Last year’s report by MeitY titled Adoption of Electronic Health Records: A Roadmap for India, highlights the obstacles to a centralised system like this in India. A large number of hospitals and medical facilities in our country lack the basic information and communication infrastructure that is crucial for such systems to be reliable and operational. On top of that, much of the EHR data in India is stored in privatised silos, with no exchange between private hospitals, which see 75% of outpatients and 60% of inpatients in India.
While the exact situation of the doctor-patient ratio seems to be dependent on whether you take only allopathic doctors into consideration or not, it is no secret that the healthcare system in the country could improve, especially when it comes to better patient care and efficiency. A system like this, from a company, as deeply invested in India as Google, could prove to be a significant change-maker. Unless competing offerings from Apple and Amazon break ground first.

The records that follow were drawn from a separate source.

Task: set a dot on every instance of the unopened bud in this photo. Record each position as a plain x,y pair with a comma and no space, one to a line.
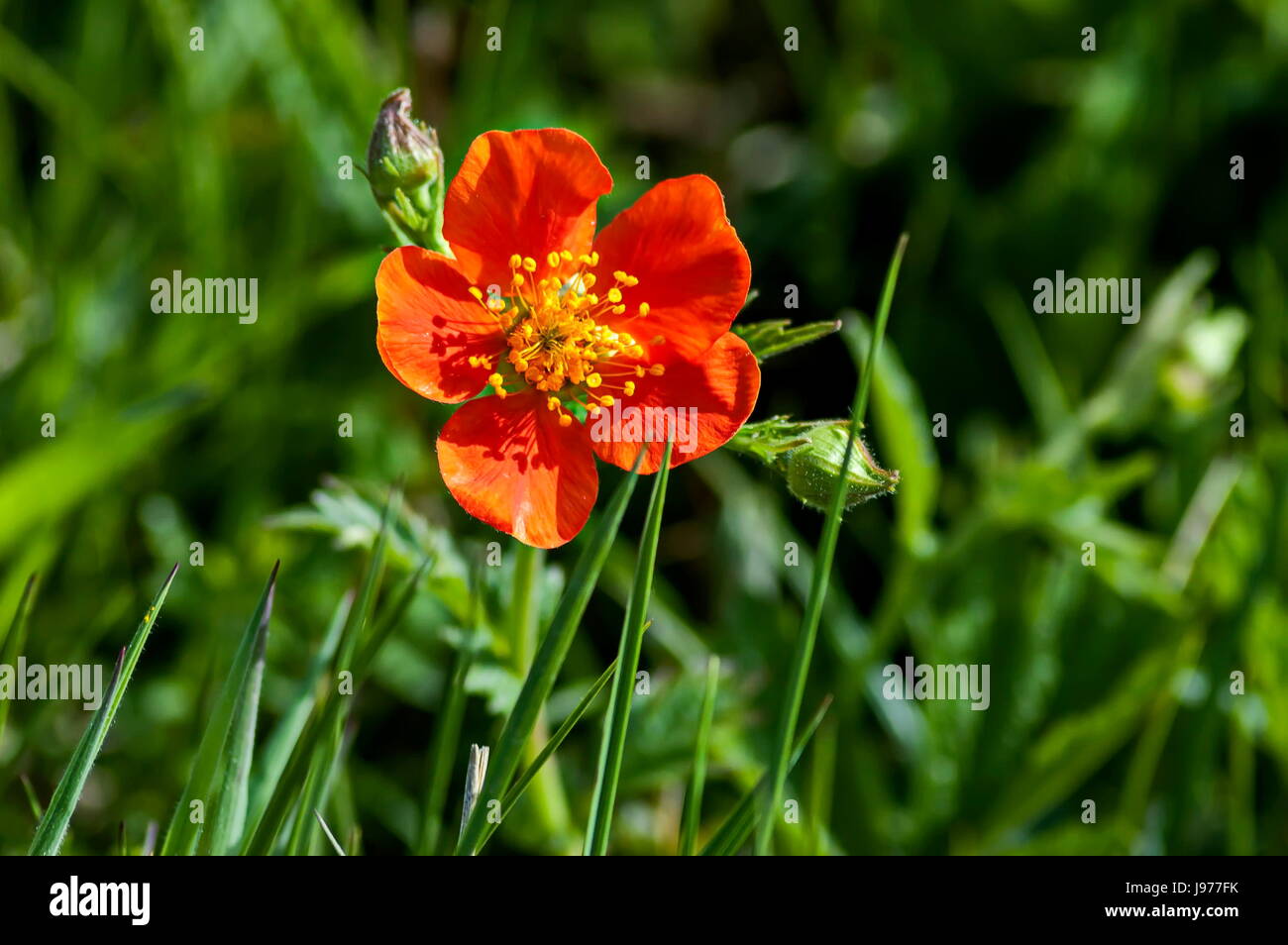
810,456
403,154
404,166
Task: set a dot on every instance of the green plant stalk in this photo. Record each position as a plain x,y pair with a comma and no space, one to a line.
613,744
233,798
447,729
804,651
741,821
546,797
546,664
62,804
277,750
520,783
14,639
694,798
286,791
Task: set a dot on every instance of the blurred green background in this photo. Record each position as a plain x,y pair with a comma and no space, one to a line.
1109,682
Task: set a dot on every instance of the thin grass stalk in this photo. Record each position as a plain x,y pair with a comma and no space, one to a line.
613,744
548,662
804,652
697,781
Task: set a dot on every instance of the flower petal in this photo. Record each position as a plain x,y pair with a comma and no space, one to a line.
430,326
509,464
711,399
694,270
527,192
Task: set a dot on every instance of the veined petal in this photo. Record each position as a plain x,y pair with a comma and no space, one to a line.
528,192
511,465
694,270
429,326
703,400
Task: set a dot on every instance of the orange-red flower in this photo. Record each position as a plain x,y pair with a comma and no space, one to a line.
563,325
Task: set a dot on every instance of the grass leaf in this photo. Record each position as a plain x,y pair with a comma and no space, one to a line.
694,798
820,577
627,660
213,760
62,804
548,661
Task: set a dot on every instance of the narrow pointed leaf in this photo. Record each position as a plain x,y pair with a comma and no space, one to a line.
53,825
741,821
694,799
531,772
819,579
206,776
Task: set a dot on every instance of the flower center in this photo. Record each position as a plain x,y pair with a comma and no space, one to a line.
554,339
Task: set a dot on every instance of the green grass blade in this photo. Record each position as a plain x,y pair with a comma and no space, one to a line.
694,798
820,577
295,716
520,783
213,756
53,825
548,661
231,807
326,717
14,639
741,821
326,830
447,730
627,658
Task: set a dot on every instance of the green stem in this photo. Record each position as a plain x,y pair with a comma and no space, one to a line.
546,794
627,662
799,671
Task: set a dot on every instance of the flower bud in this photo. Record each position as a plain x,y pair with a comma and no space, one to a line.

Amazon is also invested in this area with Amazon Comprehend Medical, last explained by the company in November 2018, working almost identically to Google’s project. Interestingly, Amazon has also filed a patent earlier for Alexa to be able to pick up on a cold or a cough from a person’s voice, detecting a deviation from the norm and maybe even suggesting possible remedies or medication.
Apple’s ResearchKit puts the iPhone’s sensors at the disposal of researchers to carry out studies.
Apple, on the other hand, has also announced its intentions to move into the same space. With Apple Watch with a single-lead ECG, as well as the Apple Health Record, there are other things also that indicate Apple’s intentions to be a platform friendly to developers looking to build healthcare offerings off of their platform. ResearchKit and CareKit SDKs allow researchers to use the iPhone for research purposes and also to use its sensors to monitor patients. Multiple startups have used these SDKs to build their offerings, like Glow and One Drop. If Google makes something similar available to startups, especially in India, it could open up the doors to a lot of Indian startups to leverage Google’s massive data mine to build affordable healthcare software for the masses.